01.N Completion Checklist

  • All existing benchmarks run cleanly (0 failures)
  • Benchmark variance < 5% across 3 runs for each benchmark
  • New string-heavy and expression-heavy workloads added
  • Salsa overhead isolation benchmark added
  • Baselines recorded in plans/parser-perf/baselines.json
  • Baseline throughput values within expected ranges
  • ./test-all.sh green (no regressions from benchmark additions)
  • /tpr-review passed — independent Codex review found no critical or major issues (or all findings triaged)
  • /impl-hygiene-review passed — implementation hygiene review clean (phase boundaries, SSOT, algorithmic DRY, naming). MUST run AFTER /tpr-review is clean.

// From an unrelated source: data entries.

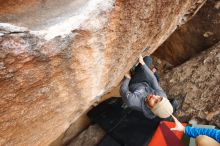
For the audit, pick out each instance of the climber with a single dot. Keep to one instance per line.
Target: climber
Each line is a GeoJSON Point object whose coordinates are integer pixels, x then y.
{"type": "Point", "coordinates": [142, 92]}
{"type": "Point", "coordinates": [204, 136]}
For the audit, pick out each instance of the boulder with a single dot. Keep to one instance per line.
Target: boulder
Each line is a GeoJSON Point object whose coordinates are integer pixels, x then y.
{"type": "Point", "coordinates": [58, 57]}
{"type": "Point", "coordinates": [196, 35]}
{"type": "Point", "coordinates": [196, 86]}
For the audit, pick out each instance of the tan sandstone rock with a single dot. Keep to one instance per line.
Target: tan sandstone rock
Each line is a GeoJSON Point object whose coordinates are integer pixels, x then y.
{"type": "Point", "coordinates": [59, 56]}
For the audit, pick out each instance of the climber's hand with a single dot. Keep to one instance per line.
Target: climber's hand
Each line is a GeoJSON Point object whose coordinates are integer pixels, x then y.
{"type": "Point", "coordinates": [141, 60]}
{"type": "Point", "coordinates": [127, 75]}
{"type": "Point", "coordinates": [179, 126]}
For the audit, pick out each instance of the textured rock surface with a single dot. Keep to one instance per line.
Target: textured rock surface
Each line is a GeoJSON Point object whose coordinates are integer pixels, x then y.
{"type": "Point", "coordinates": [89, 137]}
{"type": "Point", "coordinates": [196, 35]}
{"type": "Point", "coordinates": [196, 85]}
{"type": "Point", "coordinates": [53, 70]}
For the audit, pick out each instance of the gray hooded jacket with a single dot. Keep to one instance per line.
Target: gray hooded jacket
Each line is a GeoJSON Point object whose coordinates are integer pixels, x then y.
{"type": "Point", "coordinates": [135, 94]}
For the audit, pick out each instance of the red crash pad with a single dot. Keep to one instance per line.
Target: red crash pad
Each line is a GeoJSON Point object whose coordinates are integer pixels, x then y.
{"type": "Point", "coordinates": [165, 137]}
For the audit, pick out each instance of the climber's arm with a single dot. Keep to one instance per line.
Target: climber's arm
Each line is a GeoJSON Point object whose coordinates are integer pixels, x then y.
{"type": "Point", "coordinates": [151, 79]}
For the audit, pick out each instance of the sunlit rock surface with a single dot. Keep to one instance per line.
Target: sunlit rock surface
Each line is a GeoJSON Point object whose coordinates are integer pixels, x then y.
{"type": "Point", "coordinates": [57, 57]}
{"type": "Point", "coordinates": [196, 85]}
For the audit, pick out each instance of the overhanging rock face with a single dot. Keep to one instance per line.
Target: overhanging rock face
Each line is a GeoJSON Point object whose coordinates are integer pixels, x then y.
{"type": "Point", "coordinates": [58, 56]}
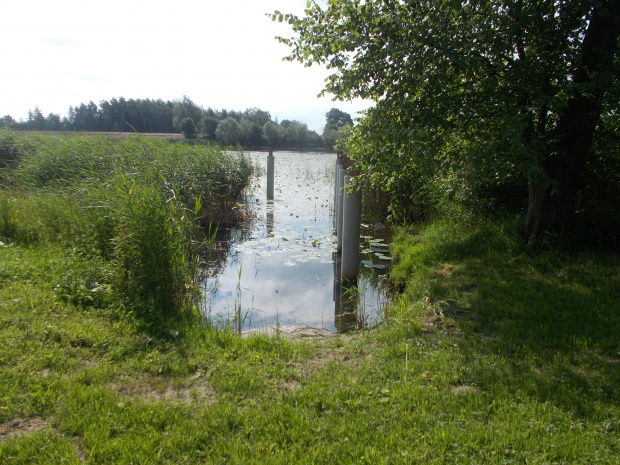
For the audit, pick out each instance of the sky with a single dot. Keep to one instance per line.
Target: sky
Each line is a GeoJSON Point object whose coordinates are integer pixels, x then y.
{"type": "Point", "coordinates": [221, 53]}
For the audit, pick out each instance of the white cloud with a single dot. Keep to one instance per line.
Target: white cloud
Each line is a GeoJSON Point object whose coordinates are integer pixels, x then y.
{"type": "Point", "coordinates": [220, 54]}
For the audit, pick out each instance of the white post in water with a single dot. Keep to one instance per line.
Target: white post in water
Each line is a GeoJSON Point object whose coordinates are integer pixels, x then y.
{"type": "Point", "coordinates": [339, 217]}
{"type": "Point", "coordinates": [352, 217]}
{"type": "Point", "coordinates": [338, 166]}
{"type": "Point", "coordinates": [270, 165]}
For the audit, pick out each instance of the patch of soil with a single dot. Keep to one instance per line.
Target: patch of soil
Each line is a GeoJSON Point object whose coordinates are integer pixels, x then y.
{"type": "Point", "coordinates": [14, 428]}
{"type": "Point", "coordinates": [154, 389]}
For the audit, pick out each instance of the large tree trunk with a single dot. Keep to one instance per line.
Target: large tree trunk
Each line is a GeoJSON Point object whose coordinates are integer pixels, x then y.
{"type": "Point", "coordinates": [551, 206]}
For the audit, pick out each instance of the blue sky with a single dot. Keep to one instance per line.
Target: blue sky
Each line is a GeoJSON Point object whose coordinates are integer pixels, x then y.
{"type": "Point", "coordinates": [220, 53]}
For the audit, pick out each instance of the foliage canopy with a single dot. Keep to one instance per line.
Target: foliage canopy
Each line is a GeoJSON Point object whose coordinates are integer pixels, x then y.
{"type": "Point", "coordinates": [502, 88]}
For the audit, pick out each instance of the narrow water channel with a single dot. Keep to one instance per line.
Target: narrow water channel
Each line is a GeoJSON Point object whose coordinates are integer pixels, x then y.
{"type": "Point", "coordinates": [279, 269]}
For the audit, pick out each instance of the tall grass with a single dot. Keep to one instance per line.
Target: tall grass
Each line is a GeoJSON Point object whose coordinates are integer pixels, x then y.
{"type": "Point", "coordinates": [142, 207]}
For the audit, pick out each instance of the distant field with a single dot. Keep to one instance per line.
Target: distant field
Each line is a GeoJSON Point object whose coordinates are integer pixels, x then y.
{"type": "Point", "coordinates": [150, 135]}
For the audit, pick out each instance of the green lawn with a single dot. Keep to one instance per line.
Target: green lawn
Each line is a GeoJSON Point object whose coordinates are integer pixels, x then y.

  • /improve-tooling retrospective completed — MANDATORY at section close, after both reviews are clean. Reflect on the section’s debugging journey (which diagnostics/ scripts you ran, which command sequences you repeated, where you added ad-hoc dbg!/tracing calls, where output was hard to interpret) and identify any tool/log/diagnostic improvement that would have made this section materially easier OR that would help the next section touching this area. Implement every accepted improvement NOW (zero deferral) and commit each via SEPARATE /commit-push. The retrospective is mandatory even when nothing felt painful — that is exactly when blind spots accumulate. See .claude/skills/improve-tooling/SKILL.md “Retrospective Mode” for the full protocol.

Exit Criteria: cargo bench -p oric --bench lexer_core -- "lexer_core/raw", cargo bench -p oric --bench lexer -- "lexer/raw", and cargo bench -p oric --bench parser -- "parser/raw" all run cleanly. baselines.json contains populated results for all metric fields. Results are stable (< 5% variance across 3 runs).